Мне кажется, что у моих песен очень русские корни, и по-настоящему они могут быть понятны только русскому человеку.

В. С. Высоцкий

К настоящему времени появилось немало критических работ, посвященных исследованию творчества поэта. И вопрос о фольклоризме Высоцкого в критике уже поднимался [1]. Как правило, исследователями акцентируется внимание на обращении Высоцкого к тем или иным элементам устного народного творчества, выявляются приемы и методы их использования.

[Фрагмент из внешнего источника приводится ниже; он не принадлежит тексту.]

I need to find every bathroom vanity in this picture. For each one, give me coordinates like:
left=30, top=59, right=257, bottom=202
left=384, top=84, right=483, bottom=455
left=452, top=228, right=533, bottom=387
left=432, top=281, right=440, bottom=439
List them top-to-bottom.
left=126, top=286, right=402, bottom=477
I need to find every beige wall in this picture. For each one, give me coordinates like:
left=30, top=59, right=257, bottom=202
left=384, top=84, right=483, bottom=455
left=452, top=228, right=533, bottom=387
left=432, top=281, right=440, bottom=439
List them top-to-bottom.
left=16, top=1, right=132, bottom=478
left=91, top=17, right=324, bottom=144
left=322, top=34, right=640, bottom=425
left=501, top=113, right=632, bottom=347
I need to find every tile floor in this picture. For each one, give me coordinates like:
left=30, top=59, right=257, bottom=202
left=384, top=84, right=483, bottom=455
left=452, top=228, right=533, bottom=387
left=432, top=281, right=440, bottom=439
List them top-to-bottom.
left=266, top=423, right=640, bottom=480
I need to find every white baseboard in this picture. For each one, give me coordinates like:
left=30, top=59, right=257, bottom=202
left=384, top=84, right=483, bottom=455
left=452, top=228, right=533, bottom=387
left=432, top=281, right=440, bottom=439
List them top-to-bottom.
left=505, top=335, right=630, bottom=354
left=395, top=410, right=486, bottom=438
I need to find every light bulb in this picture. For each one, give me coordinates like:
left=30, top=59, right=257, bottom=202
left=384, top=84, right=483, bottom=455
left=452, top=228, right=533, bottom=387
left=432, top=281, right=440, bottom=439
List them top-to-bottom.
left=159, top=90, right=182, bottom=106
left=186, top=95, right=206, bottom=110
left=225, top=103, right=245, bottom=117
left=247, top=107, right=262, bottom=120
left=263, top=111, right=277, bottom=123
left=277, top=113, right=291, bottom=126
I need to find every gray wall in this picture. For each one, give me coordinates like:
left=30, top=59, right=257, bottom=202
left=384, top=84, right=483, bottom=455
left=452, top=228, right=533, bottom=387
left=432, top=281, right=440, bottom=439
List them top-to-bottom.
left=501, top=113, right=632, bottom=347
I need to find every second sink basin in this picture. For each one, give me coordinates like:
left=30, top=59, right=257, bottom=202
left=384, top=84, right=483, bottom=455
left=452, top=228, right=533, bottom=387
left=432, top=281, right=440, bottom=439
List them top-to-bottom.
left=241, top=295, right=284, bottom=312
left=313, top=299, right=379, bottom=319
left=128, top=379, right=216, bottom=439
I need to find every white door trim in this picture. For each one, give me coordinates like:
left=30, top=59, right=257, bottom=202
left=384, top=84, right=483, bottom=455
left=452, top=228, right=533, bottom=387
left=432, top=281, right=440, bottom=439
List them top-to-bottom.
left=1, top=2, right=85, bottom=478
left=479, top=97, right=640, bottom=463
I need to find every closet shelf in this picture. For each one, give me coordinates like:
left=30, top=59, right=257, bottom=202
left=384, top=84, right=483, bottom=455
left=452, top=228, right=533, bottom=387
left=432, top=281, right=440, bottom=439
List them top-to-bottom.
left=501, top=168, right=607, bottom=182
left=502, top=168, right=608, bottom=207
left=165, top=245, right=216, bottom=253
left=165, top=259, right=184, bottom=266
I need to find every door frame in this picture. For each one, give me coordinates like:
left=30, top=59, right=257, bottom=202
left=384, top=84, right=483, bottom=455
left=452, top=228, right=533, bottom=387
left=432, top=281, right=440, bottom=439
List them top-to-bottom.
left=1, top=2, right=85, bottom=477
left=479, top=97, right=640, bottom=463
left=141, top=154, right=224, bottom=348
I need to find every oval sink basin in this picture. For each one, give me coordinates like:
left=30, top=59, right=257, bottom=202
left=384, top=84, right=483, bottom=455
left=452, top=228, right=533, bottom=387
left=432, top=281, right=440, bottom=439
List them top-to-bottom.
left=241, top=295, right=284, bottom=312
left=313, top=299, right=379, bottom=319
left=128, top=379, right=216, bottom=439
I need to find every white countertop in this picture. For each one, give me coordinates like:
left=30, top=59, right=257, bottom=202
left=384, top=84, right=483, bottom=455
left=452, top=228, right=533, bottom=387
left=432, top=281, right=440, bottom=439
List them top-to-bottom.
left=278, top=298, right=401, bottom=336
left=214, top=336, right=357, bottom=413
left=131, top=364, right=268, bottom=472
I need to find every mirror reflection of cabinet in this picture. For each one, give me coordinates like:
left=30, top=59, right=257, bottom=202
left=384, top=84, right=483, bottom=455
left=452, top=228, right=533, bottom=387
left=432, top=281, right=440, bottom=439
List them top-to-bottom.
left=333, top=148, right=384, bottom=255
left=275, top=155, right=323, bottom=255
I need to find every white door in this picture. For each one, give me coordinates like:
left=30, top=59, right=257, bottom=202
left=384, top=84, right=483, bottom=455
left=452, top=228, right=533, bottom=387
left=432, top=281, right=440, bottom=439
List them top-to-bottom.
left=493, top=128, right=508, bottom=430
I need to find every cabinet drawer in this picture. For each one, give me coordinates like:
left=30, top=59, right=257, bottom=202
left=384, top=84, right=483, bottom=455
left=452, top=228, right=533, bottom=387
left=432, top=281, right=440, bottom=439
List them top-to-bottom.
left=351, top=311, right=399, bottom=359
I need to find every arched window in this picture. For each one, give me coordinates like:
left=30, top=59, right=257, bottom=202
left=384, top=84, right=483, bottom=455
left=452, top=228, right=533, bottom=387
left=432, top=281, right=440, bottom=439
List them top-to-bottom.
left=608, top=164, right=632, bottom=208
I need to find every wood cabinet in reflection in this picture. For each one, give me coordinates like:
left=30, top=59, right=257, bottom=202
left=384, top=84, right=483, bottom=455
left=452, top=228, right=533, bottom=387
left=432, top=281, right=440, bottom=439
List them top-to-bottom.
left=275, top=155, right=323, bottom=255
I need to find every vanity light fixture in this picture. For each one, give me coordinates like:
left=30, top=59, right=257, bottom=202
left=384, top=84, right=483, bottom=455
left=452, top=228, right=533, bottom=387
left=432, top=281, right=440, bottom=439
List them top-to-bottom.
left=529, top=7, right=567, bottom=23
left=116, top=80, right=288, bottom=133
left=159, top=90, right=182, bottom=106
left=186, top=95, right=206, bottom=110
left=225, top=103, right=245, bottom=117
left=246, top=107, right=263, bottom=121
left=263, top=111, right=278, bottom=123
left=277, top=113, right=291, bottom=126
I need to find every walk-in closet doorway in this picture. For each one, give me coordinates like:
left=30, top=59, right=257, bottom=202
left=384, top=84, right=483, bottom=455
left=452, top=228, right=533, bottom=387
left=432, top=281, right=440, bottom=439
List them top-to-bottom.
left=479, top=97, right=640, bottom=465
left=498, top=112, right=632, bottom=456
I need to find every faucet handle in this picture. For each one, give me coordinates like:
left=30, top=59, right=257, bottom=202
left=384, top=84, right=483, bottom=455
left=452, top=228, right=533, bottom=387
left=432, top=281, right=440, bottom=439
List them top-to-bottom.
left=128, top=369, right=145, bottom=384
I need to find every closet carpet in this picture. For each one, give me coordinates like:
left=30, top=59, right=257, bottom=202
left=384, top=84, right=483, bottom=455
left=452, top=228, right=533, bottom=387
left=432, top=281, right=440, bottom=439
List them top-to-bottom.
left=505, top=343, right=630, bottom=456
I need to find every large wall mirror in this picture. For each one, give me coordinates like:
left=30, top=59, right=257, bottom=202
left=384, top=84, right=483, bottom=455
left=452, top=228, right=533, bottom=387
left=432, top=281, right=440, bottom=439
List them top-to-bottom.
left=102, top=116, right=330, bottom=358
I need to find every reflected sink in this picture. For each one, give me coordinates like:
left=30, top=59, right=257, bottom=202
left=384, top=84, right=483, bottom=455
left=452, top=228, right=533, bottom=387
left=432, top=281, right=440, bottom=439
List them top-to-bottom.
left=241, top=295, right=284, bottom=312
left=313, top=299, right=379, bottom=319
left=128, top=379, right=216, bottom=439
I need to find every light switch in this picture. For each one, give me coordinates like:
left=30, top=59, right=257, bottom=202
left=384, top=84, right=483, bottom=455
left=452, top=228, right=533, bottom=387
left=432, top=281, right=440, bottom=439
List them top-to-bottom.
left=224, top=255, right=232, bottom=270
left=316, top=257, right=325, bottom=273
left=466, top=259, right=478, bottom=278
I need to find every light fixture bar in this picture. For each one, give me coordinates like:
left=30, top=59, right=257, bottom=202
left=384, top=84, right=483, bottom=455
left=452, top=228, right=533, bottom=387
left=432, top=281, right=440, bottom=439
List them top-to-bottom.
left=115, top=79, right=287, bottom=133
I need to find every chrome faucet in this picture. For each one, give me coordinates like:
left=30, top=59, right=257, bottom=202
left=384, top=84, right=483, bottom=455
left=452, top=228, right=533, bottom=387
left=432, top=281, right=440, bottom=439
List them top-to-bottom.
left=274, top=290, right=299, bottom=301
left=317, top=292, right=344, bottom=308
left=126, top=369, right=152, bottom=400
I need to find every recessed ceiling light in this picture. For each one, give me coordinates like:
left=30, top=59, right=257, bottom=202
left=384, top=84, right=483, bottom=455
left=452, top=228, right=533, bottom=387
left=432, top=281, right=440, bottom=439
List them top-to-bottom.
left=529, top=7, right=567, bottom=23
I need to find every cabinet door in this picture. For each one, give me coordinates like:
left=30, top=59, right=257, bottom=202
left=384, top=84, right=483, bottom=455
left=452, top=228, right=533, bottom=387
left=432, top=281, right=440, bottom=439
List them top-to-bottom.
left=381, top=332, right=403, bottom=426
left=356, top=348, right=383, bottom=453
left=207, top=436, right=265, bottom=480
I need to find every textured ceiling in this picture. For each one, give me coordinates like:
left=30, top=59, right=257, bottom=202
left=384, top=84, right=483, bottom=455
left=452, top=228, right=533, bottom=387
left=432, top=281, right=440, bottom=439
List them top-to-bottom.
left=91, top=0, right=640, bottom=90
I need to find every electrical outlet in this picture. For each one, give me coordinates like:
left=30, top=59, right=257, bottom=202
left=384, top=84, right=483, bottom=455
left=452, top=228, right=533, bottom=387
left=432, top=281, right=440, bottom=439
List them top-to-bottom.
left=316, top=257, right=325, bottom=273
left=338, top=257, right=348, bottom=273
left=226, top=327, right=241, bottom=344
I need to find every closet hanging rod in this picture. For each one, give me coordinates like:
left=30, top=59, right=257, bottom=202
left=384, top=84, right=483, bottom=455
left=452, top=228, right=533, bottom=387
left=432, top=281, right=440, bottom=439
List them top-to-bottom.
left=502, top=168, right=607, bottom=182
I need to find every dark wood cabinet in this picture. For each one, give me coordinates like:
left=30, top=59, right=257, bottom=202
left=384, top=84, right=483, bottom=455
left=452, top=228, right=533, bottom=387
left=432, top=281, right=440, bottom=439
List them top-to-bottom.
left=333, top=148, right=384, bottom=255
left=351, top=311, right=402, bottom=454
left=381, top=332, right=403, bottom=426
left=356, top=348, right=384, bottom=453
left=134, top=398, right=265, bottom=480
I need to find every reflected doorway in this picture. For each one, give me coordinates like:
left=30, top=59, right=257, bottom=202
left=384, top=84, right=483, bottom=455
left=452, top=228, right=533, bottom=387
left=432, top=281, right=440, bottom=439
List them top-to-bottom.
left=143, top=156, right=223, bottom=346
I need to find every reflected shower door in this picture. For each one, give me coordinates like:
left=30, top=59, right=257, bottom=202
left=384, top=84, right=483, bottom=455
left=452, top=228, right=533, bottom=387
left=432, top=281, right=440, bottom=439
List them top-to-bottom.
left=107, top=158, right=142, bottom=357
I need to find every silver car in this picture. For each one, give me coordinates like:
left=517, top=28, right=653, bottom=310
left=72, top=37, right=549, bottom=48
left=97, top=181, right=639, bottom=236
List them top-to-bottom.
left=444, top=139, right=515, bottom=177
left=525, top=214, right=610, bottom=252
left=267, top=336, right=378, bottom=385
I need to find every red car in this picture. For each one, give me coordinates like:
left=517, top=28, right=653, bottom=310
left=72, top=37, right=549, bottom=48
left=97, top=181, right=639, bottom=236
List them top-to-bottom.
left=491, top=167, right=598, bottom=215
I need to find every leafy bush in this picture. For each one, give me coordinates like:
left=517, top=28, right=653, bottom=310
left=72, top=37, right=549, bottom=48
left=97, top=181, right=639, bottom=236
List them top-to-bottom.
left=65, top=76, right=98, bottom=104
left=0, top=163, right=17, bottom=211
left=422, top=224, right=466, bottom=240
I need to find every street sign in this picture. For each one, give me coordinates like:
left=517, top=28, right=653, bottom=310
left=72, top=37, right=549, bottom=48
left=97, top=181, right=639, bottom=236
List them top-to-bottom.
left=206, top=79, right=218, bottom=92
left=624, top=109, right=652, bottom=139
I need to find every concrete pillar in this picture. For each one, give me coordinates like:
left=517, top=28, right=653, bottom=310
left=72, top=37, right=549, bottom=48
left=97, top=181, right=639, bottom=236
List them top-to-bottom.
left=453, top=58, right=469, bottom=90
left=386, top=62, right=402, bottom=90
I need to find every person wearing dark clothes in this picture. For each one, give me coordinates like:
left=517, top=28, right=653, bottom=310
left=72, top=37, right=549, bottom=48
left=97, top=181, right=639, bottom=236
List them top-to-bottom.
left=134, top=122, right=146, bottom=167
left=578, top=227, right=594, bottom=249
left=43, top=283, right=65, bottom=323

На наш взгляд, чтобы понять природу какого-либо художника, писателя, поэта (в данном случае — Высоцкого), недостаточно выявить специфику его языка, стиля, художественного метода. Необходимо в первую очередь ответить на ключевой вопрос: а каков его мировоззренческий фундамент? Так, при рассмотрении проблемы фольклорных рецепций в песенном творчестве Высоцкого речь должна идти не только о сознательной установке на фольклор (который является ядром каждой национальной культуры и потому, вероятно, всегда будет оставаться продуктивным материалом для всех видов искусства), сколько — о выявлении специфики художественного сознания поэта. Принимая во внимание авторитетное мнение К. В. Чистова: «Что же касается современных русских поэтов-певцов, то можно определенно говорить о том, что их творчество вовсе не является продолжением архаической фольклорной традиции — это новая синтетическая форма, только внешне (сочетание функций поэта, композитора и певца) напоминающая ее и возникшая на современной социально-психологической и культурно-исторической почве» [2], мы, тем не менее, разделяем точку зрения Н. Крымовой, считающей, что в случае с Высоцким мы имеем перед собой «редкий пример фольклорного сознания у современного поэта» [3]. Однако сам термин фольклорное сознание по отношению к поэту 60–70-х годов XX века кажется нам несколько неадекватным, поскольку фольклорным сознанием (в его прямом значении) обладают создатели и непосредственные носители так называемого старинного фольклора. Разница в несколько столетий, отделяющая их сознание от сознания наших современников, этим понятием совершенно не учитывается.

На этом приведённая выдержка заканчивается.